3. IA Agéntica: del insight a la acción (con control) 


La Inteligencia Artificial (IA) ha dejado de ser un ejercicio experimental para integrarse en el día a día financiero. Desde modelos predictivos de flujo de caja hasta analítica avanzada de riesgos, la IA acelera la explotación del dato con mayor consistencia y trazabilidad. En 2026, el foco se desplaza hacia la “IA agéntica”: sistemas que no solo analizan, sino que activan acciones y gestionan flujos complejos de forma autónoma con límites, reglas y supervisión experta. Este avance impulsa una evolución del talento, donde la experiencia financiera se complementa con capacidades tecnológicas y cuantitativas.

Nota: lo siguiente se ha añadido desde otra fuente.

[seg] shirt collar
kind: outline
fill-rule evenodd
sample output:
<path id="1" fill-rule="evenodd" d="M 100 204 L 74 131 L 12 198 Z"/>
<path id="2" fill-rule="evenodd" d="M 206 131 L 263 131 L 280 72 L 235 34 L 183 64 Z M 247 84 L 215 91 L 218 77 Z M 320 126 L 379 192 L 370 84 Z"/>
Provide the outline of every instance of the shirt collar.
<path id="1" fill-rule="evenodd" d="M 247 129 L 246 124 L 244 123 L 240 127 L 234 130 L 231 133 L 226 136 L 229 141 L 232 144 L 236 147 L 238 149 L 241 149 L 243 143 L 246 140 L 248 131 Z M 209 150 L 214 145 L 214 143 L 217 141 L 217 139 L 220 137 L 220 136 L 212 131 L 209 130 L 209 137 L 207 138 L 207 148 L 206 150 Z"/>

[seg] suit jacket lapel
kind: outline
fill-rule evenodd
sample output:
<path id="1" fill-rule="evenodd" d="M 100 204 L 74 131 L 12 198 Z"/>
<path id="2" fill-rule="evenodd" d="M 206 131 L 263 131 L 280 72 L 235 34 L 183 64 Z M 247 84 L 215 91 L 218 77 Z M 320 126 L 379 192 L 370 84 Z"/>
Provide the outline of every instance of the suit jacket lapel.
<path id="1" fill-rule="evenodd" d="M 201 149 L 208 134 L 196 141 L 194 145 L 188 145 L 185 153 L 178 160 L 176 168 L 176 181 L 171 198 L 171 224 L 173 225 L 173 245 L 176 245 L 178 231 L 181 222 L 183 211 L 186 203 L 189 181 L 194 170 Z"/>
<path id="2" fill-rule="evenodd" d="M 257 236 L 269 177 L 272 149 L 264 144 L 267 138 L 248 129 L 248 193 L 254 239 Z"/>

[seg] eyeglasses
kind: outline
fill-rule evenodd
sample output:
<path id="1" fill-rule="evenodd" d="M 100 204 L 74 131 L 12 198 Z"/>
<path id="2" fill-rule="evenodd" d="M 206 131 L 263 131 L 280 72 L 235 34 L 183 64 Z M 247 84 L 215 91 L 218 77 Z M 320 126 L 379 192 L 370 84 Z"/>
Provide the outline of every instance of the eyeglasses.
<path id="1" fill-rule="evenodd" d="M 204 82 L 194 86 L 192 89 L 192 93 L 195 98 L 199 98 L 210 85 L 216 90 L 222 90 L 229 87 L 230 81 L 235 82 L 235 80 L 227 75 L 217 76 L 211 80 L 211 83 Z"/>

4. Pagos en tiempo real e interoperabilidad ISO 20022


La demanda de inmediatez está transformando el ecosistema de pagos. 2026 representa un punto de inflexión en la adopción de pagos instantáneos en el segmento B2B y B2B2C, apoyado por la adopción plena del estándar ISO 20022. Este lenguaje universal permite que los pagos entre bancos viajen con riqueza de datos sin precedentes, facilitando la interoperabilidad entre diferentes sistemas de pagos internacionales. Soluciones como BBVA Directa ejemplifican esta tendencia permitiendo a cualquier banco internacional realizar pagos internacionales desde cualquier lugar del mundo a España con disponibilidad inmediata. Por otra parte, en noviembre de 2026 se dejarán de aceptar direcciones "no estructuradas" por SWIFT y los principales sistemas de pagos: una oportunidad futura pero un reto hoy para las empresas.



5. Infraestructuras de próxima generación. Activos digitales y DLT.


El interés por la tecnología de registros distribuidos (DLT) se consolida en el ámbito corporativo. Las empresas están explorando el uso de depósitos tokenizados y monedas estables (stablecoins) como posibles infraestructuras complementarias para procesar pagos y cobros. Estas tecnologías que permiten realizar pagos 24x7x365 y de manera instantánea, ofrecen además la posibilidad de programar pagos (smart contracts), sentando las bases de una gestión financiera ágil, trazable y transparente en el comercio global.


En conclusión, el escenario de 2026 presenta desafíos complejos, pero también oportunidades inéditas de progreso. En BBVA, nos comprometemos a acompañar a nuestros clientes en esta transformación, compartiendo nuestra visión de las tendencias y colaborando estrechamente para que operen con éxito en este entorno global incierto. El futuro de la tesorería es digital e inmediato, pero, por encima de todo, estratégico.